Federer will Fusion von ATP und WTA

Steve Simon, Chef der Vereinigung der professionellen Tennisspielerinnen WTA, bekundete dafür nun seine Unterstützung. "Ich habe keine Angst vor einer Fusion. Ich wäre bestimmt der erste, der das unterstützen würde", sagte er der New York Times. "Natürlich ist es ein langer Weg bis dahin, aber es macht auf jeden Fall Sinn."

Allerdings: Bei einer gemeinsamen Vermarktung wird allgemein davon ausgegangen, dass auch das Preisgeld angeglichen wird.

Falls nicht zeitgleich deutliche Mehreinnahmen erzielt werden, könnte das für viele Männer in den Top 100 finanzielle Einbußen bedeuten. Und selbst falls diese ausbleiben, werden sich laut Murray trotzdem viele Männer dagegen wehren, was die Fusion unwahrscheinlich erscheinen lässt.

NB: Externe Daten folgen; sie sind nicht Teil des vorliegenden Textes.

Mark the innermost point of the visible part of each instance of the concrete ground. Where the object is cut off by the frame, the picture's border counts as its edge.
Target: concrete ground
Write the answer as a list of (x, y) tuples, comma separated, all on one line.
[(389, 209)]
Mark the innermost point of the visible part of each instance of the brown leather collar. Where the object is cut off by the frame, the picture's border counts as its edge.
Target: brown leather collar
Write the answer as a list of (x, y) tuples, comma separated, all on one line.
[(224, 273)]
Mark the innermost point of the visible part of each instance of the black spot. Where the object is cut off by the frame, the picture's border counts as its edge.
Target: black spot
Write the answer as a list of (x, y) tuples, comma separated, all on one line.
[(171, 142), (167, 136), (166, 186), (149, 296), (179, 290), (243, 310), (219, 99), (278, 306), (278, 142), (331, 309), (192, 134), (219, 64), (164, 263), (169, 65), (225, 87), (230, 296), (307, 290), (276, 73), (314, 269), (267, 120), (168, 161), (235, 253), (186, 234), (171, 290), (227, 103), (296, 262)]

Selbst Tennis-Bad-Boy Nick Kyrgios, der mit der einen oder anderen weiblichen Spielerin gut befreundet ist und bei den Australian Open sogar Mixed spielte, lehnte auf Twitter Federers Vorschlag ab: "Hat einer die Mehrheit der ATP gefragt, was sie von einer Fusion mit der WTA halten und inwiefern das gut für uns ist?"


Nadal: "Weibliche Models verdienen auch mehr"

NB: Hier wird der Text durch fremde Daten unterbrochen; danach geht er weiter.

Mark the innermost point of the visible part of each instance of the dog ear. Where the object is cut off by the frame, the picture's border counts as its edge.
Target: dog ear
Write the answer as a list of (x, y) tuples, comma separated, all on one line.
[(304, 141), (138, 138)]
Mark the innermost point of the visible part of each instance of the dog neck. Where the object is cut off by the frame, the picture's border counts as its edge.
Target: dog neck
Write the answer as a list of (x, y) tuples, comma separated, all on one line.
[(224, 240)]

Bleibt die Frage, ob Teile der ATP-Profis einfach nur Chauvis sind oder ob sie tatsächlich Argumente für ihre Ablehnung der gleichen Bezahlung vorzubringen haben.

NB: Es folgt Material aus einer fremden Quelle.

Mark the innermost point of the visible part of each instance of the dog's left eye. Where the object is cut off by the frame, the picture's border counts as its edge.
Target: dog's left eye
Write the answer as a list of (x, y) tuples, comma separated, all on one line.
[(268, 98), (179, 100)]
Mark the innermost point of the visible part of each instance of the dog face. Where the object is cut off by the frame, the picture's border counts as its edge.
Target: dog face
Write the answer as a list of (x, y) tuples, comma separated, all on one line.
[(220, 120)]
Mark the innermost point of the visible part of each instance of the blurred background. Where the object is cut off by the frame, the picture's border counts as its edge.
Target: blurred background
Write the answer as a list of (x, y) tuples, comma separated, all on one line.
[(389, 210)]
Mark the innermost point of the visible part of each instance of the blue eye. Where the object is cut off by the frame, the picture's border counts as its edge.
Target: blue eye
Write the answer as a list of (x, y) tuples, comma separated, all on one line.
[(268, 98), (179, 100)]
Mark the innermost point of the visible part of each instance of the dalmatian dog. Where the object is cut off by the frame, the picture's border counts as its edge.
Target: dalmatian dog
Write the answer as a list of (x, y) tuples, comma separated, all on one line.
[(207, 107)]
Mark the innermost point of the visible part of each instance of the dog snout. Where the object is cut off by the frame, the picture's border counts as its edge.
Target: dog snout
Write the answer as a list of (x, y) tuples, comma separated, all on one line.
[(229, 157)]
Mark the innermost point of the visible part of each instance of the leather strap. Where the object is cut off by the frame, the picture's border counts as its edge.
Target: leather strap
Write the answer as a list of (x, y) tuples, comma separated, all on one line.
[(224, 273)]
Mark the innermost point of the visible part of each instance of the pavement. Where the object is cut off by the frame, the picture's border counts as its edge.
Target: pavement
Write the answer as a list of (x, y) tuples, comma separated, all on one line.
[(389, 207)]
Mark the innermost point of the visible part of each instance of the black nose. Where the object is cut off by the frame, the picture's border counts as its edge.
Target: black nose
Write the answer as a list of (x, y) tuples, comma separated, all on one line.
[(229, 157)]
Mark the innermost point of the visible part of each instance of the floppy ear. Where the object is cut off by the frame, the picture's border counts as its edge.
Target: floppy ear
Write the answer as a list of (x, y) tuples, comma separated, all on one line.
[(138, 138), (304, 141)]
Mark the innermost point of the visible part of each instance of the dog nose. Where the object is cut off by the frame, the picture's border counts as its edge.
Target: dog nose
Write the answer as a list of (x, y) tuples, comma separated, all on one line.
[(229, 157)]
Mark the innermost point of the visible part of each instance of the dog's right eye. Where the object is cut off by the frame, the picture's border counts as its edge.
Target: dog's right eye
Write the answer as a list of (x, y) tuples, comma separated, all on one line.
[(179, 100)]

Während bei Grand Slams noch argumentiert werden kann, dass Männer Best-of-Five spielen, trifft das auf alle anderen Turniere nicht zu. Zumal die Dauer eines Tennis-Matches nicht zwingend etwas über Qualität aussagt - und in Fünf-Satz-Partien oft genug schnell abgeschenkte Sätze zu bestaunen sind, die mehr Geld kaum rechtfertigen.

Für Rafael Nadal, der die Fusion von ATP und WTA kurioserweise trotzdem öffentlich unterstützt, ist die Vermarktung entscheidend: "Weibliche Models verdienen auch mehr als männliche und niemand sagt etwas. Wer mehr Zuschauer hat, sollte mehr verdienen", sagte der Spanier 2018 dem Magazin IO Donna.

Zwei Jahre zuvor hatte sich mit Novak Djokovic bereits ein weiterer ATP-Superstar über die finanzielle "Gleichberechtigung" aufgeregt: "Auch wenn Frauen zurecht so viel Geld kriegen würden, sollte die ATP dafür kämpfen, noch mehr zu kriegen, da die Männer viel mehr Zuschauer anziehen".


Williams und Gauff sorgen für gute Quoten

Bei den Einschaltquoten ist dies indes nicht so leicht zu belegen, weil es sehr stark davon abhängt, welches Geschlecht der jeweilige Superstar des Landes hat. So haben bei den US Open in den vergangenen Jahren häufig die Frauen die am meisten gesehenen Partien beim größten Medienpartner ESPN gestellt.

An den Zahlen von Serena Williams und Wunderkind Coco Gauff bissen sich selbst Federer und Co. die Zähne aus. Einzig ein Duell zwischen Federer und Nadal könnte dies womöglich ändern, doch darauf warten die US-Amerikaner bis heute vergeblich.

Dass die Männer gemäß den Worten von Djokovic mehr Zuschauer anziehen, liegt wohl vor allem daran, dass es mit ihm, Federer und Nadal drei Superstars gibt, die sich zu Rekorden treiben. An die Bekanntheit des Trios kommt bei den Frauen nur Serena Williams ran, die aber kaum noch mehr als fünf Turniere im Jahr spielt.


Safin lästert über Frauentennis: "Nicht vermarktbar"

Der zweimalige Grand-Slam-Sieger Marat Safin kritisierte deshalb jüngst im Instagram-Livechat mit Landsmann Mikhail Youzhny: "Das Männertennis regiert total. Viele Leute realisieren gar nicht, dass Frauentennis praktisch nicht vermarktbar ist." Von den aktiven Spielerinnen sparte er nur Williams von seiner Kritik aus.

Der 2018 zurückgetretene Youzhny sagte: "Ich arbeite im Tennis. Und ich kann dir die Top 10 der Frauen nicht nennen. Vielleicht bringe ich einige Namen zusammen. Aber wohl nicht alle und nicht in der richtigen Reihenfolge."

In der Tat: Bis auf große Tennis-Fans werden viele wohl nicht einmal die ersten Drei zusammenkriegen.


Die ständig wechselnde Nummer 1 und verschiedene Siegerinnen bei Grand Slams gestalten es schwierig, die Topspielerinnen zu vermarkten. Federer, Nadal und Djokovic machen diese Aufgabe deutlich leichter, was zu größeren Sponsoren-Einnahmen und damit höherer Preisgeld-Ausschüttung bei Turnieren führt.

Daher haben die ATP-Spieler durchaus Argumente auf ihrer Seite, wenngleich sie dies vor allem der "Big Three" zu verdanken haben.

Dass einige aber lieber auf Geld verzichten, statt Frauen die gleiche Bezahlung zu gönnen, verwundert gerade in diesen Zeiten der Solidarität dennoch.